PETER ANTOR
Peter Antor’s “architectonic rings” evoke Frank Loyd Wright houses with their cantilevered designs and hidden interior spaces that are as exquisitely detailed as their exteriors. Silver openwork walls allow the wearer “to immerse themselves completely within” the rings that can be seen as miniature sculptures. The artist states “by combining the spatial and structural qualities of architecture with the intimacy created between jewelry and its wearer, I encourage the viewer to explore, discover, and question the work.”
Peter Antor received his MFA in Metalsmithing and Jewelry from Edinboro University of Pennsylvania in 2016 and his BFA in Jewelry and Metalsmithing from Grand Valley State University in 2011. Peter works with a wide range of materials from precious metals to concrete and wood, his body of work ranges from sculptural jewelry to functional lamp work.
SUSIE GANCH
Susie Ganch is an artist who questions consumer culture and the impact humankind has on the environment. Part of her practice is Directing Radical Jewelry Makeover, an international jewelry mining, and recycling project that continues to travel across the country and abroad. Like the artist’s monumental tapestry Remember Me, Katrina fashioned from used coffee lids whose patterns suggest oceanic currents, her brooches created from engraved plastic bottle lids speak to the “many things we covet and consume (but) are eventually abandoned.” With them, the artist suggests that “ trash is dirty and discarded but can become seductively beautiful."
Susie Ganch is Interim Chair for the Department of Craft and Material Studies in the School of the Arts at Virginia Commonwealth University. She received her MFA from University of Wisconsin-Madison. Recent solo exhibitions include: How Soon is Now?, MS State University, TIED, an ArtForum Critics’ pick, Visual Arts Center, Richmond, VA, Land and Sea. Her work has been in museum exhibitions including: MFA Boston, the Design Museum, London, the National Gallery of Victoria, Melbourne, Australia, Ueno Royal Museum, Tokyo, Japan, Cameron Art Museum, Wilmington, NC, the Kohler Art Center, Sheboygan, WI, Milwaukee Art Museum, WI and the UICA, Grand Rapids, MI. Upcoming exhibitions include Smithsonian Museum of Women in the Arts, Washington D.C., and the Fuller Craft Museum, Brockton, MA. Public collections include Los Angeles County Museum of Art, CA, Asheville Art Museum, NC, and Quirk Hotel, Richmond, VA.
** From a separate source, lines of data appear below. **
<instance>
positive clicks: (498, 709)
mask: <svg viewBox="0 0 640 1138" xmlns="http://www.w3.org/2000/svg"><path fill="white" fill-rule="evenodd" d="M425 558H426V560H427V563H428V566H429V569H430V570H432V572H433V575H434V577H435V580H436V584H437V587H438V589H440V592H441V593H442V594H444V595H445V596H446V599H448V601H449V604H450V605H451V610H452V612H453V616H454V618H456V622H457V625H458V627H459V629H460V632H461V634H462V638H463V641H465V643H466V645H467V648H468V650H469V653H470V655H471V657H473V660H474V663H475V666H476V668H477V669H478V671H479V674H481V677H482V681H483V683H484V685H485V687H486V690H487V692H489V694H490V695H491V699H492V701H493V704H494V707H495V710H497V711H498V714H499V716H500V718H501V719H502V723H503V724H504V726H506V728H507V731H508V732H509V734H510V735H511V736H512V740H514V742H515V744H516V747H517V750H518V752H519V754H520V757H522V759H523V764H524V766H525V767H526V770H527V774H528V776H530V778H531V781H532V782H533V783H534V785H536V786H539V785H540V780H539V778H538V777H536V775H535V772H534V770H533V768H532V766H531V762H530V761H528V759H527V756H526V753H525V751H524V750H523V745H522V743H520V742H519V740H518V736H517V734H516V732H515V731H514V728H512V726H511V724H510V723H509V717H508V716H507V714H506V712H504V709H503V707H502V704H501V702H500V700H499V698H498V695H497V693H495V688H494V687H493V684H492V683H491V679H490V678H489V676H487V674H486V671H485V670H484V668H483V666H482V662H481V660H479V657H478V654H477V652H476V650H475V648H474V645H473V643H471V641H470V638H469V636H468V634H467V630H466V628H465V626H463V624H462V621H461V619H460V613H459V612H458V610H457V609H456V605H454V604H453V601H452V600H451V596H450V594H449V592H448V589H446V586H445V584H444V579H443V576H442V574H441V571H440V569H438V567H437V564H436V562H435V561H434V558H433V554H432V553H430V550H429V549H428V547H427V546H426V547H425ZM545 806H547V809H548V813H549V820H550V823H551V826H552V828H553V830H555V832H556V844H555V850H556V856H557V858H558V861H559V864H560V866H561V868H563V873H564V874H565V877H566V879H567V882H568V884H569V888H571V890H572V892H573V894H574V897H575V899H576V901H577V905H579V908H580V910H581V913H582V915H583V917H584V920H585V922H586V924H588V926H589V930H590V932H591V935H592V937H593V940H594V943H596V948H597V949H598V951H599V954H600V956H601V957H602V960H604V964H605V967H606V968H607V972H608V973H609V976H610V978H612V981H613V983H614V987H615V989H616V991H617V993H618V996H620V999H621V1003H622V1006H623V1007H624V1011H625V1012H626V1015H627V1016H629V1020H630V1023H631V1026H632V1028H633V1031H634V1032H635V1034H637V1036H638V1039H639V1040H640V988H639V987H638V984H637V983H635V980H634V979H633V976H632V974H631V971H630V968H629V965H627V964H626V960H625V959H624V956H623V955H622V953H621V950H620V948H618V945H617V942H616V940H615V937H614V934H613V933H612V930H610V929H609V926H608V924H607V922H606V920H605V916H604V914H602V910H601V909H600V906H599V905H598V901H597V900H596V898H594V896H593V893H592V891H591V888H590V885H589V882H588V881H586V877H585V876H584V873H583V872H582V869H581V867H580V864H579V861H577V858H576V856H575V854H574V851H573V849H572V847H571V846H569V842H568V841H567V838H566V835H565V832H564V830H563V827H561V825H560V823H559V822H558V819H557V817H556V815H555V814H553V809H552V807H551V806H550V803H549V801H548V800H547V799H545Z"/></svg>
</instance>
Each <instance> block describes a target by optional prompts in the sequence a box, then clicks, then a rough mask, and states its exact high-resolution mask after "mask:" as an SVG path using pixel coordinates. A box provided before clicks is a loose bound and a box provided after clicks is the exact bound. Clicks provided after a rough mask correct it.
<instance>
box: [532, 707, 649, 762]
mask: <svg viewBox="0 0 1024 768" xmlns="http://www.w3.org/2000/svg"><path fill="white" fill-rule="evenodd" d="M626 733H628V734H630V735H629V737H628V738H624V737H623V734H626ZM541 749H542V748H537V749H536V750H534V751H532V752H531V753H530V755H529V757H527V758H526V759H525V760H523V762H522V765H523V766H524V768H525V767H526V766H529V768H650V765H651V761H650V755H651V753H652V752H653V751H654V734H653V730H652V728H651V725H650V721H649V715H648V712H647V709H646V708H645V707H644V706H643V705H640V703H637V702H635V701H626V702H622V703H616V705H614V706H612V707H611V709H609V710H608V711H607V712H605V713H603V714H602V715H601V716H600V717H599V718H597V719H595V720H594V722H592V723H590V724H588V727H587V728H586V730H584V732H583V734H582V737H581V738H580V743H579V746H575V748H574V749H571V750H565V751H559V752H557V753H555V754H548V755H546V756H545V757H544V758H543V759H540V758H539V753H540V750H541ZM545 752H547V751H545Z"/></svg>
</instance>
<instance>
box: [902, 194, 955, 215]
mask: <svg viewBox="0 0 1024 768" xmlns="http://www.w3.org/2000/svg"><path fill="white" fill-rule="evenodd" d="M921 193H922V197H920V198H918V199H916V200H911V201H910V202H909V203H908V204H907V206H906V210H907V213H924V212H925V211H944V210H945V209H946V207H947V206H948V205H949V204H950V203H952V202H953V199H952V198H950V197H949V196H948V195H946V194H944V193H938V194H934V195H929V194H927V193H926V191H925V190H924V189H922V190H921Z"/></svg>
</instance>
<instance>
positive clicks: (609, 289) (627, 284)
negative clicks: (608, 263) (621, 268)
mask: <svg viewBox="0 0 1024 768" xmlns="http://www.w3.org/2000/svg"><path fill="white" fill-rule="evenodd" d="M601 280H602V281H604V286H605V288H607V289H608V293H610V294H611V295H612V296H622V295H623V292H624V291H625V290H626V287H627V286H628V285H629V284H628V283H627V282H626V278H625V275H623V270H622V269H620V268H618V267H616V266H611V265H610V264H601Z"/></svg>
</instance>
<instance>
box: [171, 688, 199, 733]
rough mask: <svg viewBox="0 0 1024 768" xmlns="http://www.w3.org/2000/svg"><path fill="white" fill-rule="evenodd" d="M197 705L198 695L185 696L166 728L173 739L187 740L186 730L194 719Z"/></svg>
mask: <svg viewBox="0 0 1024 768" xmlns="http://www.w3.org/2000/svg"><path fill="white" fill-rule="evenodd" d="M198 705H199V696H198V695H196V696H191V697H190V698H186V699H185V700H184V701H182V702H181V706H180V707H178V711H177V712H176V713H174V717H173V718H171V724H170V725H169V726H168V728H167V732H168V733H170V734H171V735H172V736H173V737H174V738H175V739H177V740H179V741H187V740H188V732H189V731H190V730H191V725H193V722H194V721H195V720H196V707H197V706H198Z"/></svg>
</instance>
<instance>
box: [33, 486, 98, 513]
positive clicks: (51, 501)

Image: Susie Ganch, Untitled (brooch), 2018, engraved bottle lids and beads, 0.75 x 2 x 2 inches, $120
KIT PAULSON
Kit Paulson’s works are also informed by architecture. Her glass headpiece “Opaline Corona” is based on Russian stained glass windows. She suggests that ornament is more than a decorative enhancement but “calls upon the viewer to actively look and see” and in so doing have a more meaningful interaction with the physical world. Paulson’s compelling lace-like designs in borosilicate glass evoke the Gothic period in the art with its cathedrals covered in “forests of elaborate decoration.”
Kit Paulson received her BFA with a concentration in glass from Alfred University in 2004 and has been working in glass continuously since then. She has taught at Penland School of Craft as well as numerous other private glass studios. In 2015 Kit completed the Rosenberg Residency at Salem State University and a residency at the Tacoma Museum of Glass. She has received scholarships from Pilchuck Glass School, Corning Museum of Glass, Pittsburgh Glass Center, The Windgate Foundation, Art Alliance for Contemporary Glass and the Glass Art Society. Her work has been published in New Glass Review editions 36, 37 and 38. Kit recently began a three-year residency at Penland School of Craft.
SARAH WEST
Sarah West also approaches her work as wearable sculpture. Her “Trapezoid Cluster Necklace” uses steel and vinyl LPs set like stones to address the fragility and strength of the human psyche. She states: “My works are maps of the places we have been in our lives, in our dreams as well as where we are going in the future. Like the power lines that intersect the horizon, my jewelry and sculptures are architectural landscapes that interact with body and space.”
Sarah West lives in Raleigh, NC. Sarah earned a BFA in Metal Design from East Carolina University and a Bench Jewelry Certificate from North Bennet Street School. Sarah was a recipient of a North Carolina Arts Council Fellowship and her distinctive linear works have been selected for exhibitions nationwide including: Monochrome Noir at Velvet Da Vinci; Bijoux! at The Norton Museum among others. Sarah’s jewelry has been published in the books New Earrings and Behind the Brooch. Sarah’s steel and textile installations are in the permanent collections of Hotel Indigo in El Paso; The Renaissance Hotel in Chicago; AC Hotels in San Francisco; Vail Cascade Hotel and AC Hotel in Times Square.